There’s no better time in life than childhood to eat right. What we put in our stomachs in our childhood can determine how we turn out physically for the rest of our lives. Too much sugar and refined flours can even lead to detrimental health conditions such as childhood obesity and diabetes mellitus in teen years. No parent wants that for his or her precious child. That’s why, as parents, you should do everything you can to provide only the healthiest food for your children, starting by filling the lunch boxes for kids with home cooked meals. Meals prepared at home, in general, tend to be healthier than store-bought ones, as they are less likely to contain preservatives, artificial flavourings or hidden sugar.

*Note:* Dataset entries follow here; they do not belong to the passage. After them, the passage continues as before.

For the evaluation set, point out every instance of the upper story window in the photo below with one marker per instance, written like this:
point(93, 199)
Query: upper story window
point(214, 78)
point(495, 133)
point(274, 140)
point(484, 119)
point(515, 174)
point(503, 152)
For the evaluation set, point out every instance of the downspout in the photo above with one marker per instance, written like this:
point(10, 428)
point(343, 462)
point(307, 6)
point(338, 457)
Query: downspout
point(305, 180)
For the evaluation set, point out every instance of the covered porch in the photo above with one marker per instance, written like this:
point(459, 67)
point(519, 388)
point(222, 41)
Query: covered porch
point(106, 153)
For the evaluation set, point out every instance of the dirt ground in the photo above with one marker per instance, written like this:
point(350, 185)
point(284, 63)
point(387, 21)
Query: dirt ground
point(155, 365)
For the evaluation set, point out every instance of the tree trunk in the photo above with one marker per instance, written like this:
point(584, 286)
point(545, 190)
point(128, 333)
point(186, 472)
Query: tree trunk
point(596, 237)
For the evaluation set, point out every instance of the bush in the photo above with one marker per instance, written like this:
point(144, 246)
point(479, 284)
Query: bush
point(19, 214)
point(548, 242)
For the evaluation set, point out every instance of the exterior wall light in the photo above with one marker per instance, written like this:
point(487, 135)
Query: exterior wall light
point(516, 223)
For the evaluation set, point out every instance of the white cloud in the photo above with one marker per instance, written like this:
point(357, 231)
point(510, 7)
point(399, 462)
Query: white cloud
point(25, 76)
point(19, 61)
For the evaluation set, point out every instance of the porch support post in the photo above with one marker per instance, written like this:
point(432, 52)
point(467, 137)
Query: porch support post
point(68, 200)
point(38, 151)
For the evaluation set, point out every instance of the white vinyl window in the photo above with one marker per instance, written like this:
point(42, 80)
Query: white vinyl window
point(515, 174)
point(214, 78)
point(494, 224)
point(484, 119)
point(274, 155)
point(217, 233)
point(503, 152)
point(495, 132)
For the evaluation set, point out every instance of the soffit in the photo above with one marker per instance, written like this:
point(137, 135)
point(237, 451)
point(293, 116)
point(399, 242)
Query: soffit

Now that you’ve made up your mind to cook for your babies, here are some tips to follow:
Try to buy fresh ingredients
Modern parents, especially the ones living in cities, are highly prone to buying pre-packaged frozen vegetables from supermarkets. Are you aware that these veggies are loaded with preservatives and have possibly lost their nutritional value? That’s why you should do your best to by fresh and whole ingredients. Skip the canned fruits section and instead buy fresh, seasonal fruits sold at the front. Never, ever buy pre-cut fruits or veggies sold in sling-wrapped Styrofoam containers. These are usually expired vegetables the store can no longer sell. It would be ideal altogether if you can buy fruits and veggies from the local farmer’s market, as supermarkets spray chemicals to keep raw ingredients fresh.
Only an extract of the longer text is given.